O estudo conduzido pelo PageGroup, e veiculado pelo Portal G1 coloca em números tais tendências. Neste, foram analisadas as habilidades comportamentais mais valorizadas por líderes de grandes empresas da América Latina e no Brasil. 

Na América Latina, as que mais se destacaram foram trabalho em equipe (47,5%), inteligência emocional (33,8%) e comunicação assertiva (28,8%). Por sua vez, o Brasil elegeu como principais: inteligência emocional (42,9%), trabalho em equipe (38,4%) e comunicação assertiva (31,1%). Demonstrando, portanto, um padrão entre o mercado, e por consequência quais as principais áreas a receberem investimento.

Idiomas como investimentos a longo prazo

No entanto, os investimentos em treinamentos corporativos não se resumem apenas em soft skills. Além do desenvolvimento destas, que colaboram para o bom funcionamento da empresa como um todo, algumas habilidades específicas também estão em alta. Não somente questões técnicas como softwares e ferramentas, mas também a proficiência em idiomas é uma necessidade intrínseca a muitas empresas.

O relatório, Habilidades 360º: América Latina 2020, também realizado pelo PageGroup, elegeu o domínio de um segundo ou terceiro idioma (36,8%) como uma das habilidades técnicas mais valorizadas.
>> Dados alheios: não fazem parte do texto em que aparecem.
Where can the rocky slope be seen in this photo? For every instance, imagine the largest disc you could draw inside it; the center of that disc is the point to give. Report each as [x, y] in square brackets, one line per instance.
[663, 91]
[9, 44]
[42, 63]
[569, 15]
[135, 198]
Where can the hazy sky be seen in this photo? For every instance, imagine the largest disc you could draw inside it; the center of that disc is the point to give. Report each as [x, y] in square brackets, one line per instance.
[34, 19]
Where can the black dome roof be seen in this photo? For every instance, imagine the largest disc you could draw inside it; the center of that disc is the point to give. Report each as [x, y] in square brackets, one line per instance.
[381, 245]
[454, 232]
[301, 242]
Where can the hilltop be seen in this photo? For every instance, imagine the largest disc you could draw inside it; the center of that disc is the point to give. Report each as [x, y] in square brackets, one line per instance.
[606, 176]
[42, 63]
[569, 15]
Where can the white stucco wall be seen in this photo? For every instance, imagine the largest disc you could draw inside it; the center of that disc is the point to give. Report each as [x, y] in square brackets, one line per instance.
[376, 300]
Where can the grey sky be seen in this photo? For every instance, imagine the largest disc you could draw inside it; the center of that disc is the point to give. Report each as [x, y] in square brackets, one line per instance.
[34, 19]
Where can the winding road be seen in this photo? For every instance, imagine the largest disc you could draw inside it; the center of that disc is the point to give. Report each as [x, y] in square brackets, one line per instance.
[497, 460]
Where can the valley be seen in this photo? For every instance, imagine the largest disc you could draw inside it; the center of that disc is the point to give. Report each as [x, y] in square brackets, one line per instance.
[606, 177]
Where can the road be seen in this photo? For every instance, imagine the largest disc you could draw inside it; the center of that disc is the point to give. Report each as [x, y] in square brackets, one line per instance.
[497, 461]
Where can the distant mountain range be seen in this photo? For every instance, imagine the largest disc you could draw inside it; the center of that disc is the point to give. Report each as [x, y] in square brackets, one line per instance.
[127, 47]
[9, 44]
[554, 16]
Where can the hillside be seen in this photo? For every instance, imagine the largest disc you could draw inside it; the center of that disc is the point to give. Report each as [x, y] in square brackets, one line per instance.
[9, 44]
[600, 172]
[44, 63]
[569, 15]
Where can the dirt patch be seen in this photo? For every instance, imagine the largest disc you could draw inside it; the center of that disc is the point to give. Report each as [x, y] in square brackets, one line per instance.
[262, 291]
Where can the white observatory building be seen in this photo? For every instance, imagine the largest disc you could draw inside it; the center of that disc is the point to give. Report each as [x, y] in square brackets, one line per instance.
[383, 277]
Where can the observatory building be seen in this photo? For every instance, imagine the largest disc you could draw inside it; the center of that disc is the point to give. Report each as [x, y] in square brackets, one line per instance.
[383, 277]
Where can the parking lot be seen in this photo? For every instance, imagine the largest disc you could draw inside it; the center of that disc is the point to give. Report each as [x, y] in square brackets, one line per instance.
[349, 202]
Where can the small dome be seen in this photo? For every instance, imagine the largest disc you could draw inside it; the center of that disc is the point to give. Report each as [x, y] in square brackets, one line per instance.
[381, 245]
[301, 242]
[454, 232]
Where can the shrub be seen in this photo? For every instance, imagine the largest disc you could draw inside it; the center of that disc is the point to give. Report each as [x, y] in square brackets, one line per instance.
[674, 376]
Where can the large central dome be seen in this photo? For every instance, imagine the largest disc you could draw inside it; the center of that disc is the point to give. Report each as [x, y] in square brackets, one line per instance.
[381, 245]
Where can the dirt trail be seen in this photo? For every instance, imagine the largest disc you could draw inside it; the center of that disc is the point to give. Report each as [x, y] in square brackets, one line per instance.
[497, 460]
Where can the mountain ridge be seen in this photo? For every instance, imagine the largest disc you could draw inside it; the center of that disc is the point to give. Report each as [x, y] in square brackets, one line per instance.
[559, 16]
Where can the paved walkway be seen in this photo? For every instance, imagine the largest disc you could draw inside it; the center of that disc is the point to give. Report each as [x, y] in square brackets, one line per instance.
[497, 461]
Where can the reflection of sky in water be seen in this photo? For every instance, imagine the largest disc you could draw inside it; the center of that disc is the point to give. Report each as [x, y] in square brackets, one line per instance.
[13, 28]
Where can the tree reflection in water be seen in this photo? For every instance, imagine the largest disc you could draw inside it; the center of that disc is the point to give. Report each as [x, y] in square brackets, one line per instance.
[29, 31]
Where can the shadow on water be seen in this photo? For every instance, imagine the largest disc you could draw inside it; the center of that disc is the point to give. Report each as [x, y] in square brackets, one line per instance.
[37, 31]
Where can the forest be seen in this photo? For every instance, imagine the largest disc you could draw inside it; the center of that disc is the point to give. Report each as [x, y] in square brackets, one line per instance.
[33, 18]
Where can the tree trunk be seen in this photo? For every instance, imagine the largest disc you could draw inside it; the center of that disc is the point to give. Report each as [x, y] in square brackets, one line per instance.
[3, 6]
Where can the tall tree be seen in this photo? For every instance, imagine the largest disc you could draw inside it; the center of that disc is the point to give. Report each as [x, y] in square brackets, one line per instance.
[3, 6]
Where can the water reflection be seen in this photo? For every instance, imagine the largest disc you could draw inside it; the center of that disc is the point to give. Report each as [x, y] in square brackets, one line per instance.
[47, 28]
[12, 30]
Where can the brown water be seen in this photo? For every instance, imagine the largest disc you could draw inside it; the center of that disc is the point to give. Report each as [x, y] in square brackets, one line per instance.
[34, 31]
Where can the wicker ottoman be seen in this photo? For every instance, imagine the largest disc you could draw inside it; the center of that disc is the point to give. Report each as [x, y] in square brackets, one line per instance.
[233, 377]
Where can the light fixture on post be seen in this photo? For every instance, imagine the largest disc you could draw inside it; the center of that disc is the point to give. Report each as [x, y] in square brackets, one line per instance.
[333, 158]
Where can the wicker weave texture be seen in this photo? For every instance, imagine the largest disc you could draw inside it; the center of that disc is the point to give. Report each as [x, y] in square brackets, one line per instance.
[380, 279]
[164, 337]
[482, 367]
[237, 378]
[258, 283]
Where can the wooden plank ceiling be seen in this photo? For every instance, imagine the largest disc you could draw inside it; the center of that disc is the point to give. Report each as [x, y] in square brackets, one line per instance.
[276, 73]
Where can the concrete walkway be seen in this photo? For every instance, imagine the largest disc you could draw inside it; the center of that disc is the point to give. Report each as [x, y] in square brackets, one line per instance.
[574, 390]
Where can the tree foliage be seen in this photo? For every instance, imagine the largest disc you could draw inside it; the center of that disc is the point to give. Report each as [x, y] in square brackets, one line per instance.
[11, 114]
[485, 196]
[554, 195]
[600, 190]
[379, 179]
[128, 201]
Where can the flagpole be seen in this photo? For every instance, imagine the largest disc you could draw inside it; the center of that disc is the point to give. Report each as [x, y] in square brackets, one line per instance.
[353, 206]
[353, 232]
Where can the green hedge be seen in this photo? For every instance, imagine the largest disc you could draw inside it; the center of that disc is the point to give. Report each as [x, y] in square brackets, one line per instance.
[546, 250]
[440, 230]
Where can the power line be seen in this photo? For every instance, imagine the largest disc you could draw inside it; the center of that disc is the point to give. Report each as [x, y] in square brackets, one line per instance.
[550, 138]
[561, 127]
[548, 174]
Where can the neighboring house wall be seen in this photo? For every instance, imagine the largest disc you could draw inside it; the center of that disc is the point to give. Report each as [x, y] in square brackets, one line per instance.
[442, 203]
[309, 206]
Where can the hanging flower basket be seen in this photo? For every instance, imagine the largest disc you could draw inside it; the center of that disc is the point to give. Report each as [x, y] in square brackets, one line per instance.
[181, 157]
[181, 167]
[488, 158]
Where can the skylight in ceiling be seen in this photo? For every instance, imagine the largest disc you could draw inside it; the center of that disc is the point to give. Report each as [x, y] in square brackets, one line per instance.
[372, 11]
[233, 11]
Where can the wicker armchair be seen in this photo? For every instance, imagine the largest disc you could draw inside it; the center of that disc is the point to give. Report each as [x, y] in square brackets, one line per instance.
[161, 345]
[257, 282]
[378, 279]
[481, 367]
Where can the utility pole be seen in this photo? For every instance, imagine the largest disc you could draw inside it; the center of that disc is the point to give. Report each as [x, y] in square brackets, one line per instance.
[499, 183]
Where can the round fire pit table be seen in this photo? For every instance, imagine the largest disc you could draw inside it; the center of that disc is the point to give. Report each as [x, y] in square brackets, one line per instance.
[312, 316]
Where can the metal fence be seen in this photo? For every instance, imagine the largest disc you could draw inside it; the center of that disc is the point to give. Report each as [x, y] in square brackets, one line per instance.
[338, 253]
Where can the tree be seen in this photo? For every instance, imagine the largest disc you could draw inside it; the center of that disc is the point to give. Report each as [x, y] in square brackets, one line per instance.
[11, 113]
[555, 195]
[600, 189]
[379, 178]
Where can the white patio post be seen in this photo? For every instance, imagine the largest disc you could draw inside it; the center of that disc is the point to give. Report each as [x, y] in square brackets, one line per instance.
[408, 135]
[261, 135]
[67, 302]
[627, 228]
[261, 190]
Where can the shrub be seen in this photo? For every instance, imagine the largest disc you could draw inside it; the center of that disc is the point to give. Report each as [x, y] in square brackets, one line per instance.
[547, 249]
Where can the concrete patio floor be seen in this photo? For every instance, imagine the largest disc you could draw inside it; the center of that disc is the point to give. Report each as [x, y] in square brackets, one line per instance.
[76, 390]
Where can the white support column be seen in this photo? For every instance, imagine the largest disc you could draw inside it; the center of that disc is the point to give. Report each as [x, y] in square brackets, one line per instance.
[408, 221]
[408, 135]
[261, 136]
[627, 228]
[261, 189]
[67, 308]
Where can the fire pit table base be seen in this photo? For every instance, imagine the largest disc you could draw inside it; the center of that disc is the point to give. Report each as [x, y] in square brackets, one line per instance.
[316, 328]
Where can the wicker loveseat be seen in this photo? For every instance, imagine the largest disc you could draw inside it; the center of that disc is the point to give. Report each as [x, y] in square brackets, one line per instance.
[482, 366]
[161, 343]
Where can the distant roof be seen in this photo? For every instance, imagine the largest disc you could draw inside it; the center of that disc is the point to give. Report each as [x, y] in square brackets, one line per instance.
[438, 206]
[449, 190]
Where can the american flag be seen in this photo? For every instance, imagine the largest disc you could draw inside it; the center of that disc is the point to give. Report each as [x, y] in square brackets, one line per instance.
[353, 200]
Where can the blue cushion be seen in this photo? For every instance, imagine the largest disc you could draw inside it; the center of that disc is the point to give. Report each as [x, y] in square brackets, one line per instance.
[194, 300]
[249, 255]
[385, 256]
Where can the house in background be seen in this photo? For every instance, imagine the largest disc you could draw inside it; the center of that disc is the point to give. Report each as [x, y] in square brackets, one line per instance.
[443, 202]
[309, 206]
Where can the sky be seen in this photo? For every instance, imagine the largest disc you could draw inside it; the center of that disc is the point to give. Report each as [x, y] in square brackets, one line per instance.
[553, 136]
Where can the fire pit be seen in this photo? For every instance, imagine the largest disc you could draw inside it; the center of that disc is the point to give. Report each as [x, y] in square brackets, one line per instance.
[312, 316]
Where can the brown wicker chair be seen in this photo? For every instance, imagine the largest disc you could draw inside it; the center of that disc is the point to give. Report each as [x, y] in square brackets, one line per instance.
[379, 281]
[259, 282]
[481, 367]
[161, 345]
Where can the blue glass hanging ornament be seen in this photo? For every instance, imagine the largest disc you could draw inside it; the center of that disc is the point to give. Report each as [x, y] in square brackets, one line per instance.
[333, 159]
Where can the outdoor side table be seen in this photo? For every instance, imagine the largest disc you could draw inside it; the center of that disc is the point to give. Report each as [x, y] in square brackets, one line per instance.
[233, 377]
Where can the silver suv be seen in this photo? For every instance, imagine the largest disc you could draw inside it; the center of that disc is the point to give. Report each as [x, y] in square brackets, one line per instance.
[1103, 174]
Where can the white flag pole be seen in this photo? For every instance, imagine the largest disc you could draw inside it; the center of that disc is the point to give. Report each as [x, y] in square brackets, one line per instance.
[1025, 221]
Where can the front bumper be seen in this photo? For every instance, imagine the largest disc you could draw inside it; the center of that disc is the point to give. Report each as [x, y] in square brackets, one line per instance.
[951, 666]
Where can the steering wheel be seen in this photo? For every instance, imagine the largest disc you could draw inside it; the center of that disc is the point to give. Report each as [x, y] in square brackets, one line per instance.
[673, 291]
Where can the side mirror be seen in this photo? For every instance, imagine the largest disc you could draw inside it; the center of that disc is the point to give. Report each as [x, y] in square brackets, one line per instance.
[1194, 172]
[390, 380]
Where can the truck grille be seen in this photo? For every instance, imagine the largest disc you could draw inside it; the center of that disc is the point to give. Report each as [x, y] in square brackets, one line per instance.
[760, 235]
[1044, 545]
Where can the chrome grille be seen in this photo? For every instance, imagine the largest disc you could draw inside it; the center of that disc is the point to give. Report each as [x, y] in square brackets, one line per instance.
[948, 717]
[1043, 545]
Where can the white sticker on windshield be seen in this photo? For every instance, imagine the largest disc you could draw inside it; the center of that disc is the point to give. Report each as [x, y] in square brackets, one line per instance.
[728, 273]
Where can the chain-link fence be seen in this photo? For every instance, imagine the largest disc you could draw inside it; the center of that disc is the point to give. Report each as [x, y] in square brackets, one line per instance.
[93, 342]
Além de colaborar com a formação pessoal dos envolvidos no treinamento, o domínio dos idiomas aumenta as possibilidades de busca por inovações. Em outras palavras, é possível explorar ferramentas,  metodologias e até mesmo promover trocas de informações e conhecimentos com empresas internacionais.

Além destes benefícios voltados às inovações, a proficiência também permite a expansão da empresa, seja para outros países, com sedes internacionais, bem como com a contratação de profissionais estrangeiros. Dessa forma é possível também introduzir a diversidade cultural no meio corporativo, a qual acarreta em benefícios múltiplos para a instituição e seus colaboradores.

Lingopass: a inovação no ensino de idiomas

O Lingopass é uma solução multi-idiomas para as empresas que buscam inovações. Além de solucionar algumas dores relacionadas ao engajamento de colaboradores em treinamentos, oferecemos uma capacitação imersiva em idiomas.

A plataforma 100% on-line e disponível 24h para acesso auxilia na condução dos estudos e permite que o colaborador escolha o melhor horário para realizar as atividades. Em adição a esse diferencial, também é possível destacar as diversas formas de acessibilidade do curso, podendo ser utilizado pelo computador, celular ou tablet.

Os cursos temáticos oferecidos foram idealizados para suprir as necessidades internas das empresas. Através de conhecimentos específicos e aprofundados nos idiomas, é possível combinar a busca por inovações e a proficiência.

Dessa forma, as dores presentes podem ser solucionadas através do aprendizado individual dos colaboradores. Portanto, mais do que um investimento e busca por inovações, os multi-idiomas são patrimônios imateriais para todos os setores e beneficiários.